Arendt desdeñaba a Freud y aborrecía de la devoción de los estadounidenses por el psicoanálisis. Le parecía una cháchara obsesiva e inmadura; no despertaba en ella ni interés ni simpatías; no podía imaginar que, ocultas en su interior, había ideas que reflejaban una realidad que sí era relevante. El desprecio era sintomático; la dejaba fuera de todo conocimiento de sus conflictos internos. Al quedar fuera, era más vulnerable a ellos de lo que podía ser otra persona quizá más sencilla pero más dispuesta a la introspección. Más vulnerable y, por ende, más dramáticamente culpable.

En nuestros días (…), esa devoción histórica por la trascendencia a través del arte y del intelecto suena extraña, incluso extranjera, en cierto modo. Pero es una historia de sensibilidad compartida, eso que todos sentíamos hasta hace nada. ¿Cuántos hombres y mujeres no he visto, en mi corta y confusa vida, subyugados por El Gran Hombre, el que parecía encarnar al Arte o la Revolución en mayúsculas? Somos legión. Nosotros mismos éramos personas inteligentes, cultas, talentosas, ninguno éramos monstruos de la moralidad, solamente personas corrientes con ganas de vivir la vida a un nivel simbólico. En su momento El Gran Hombre no solo parecía una buena idea, sino una necesaria, irremplazable e inolvidable.

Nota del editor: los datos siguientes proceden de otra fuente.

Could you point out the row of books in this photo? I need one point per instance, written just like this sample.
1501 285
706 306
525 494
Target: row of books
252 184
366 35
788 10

Pienso que estamos demasiado cercanos en el tiempo a los acontecimientos internos de esta historia para poder juzgar su significado. Pero juzgar es una necesidad que tenemos: interpela directamente a nuestras propias angustias, nos alivia del lastre de nosotros mismos. Podemos resistirnos tanto como Hannah Arendt pudo resistirse a Martin Heidegger.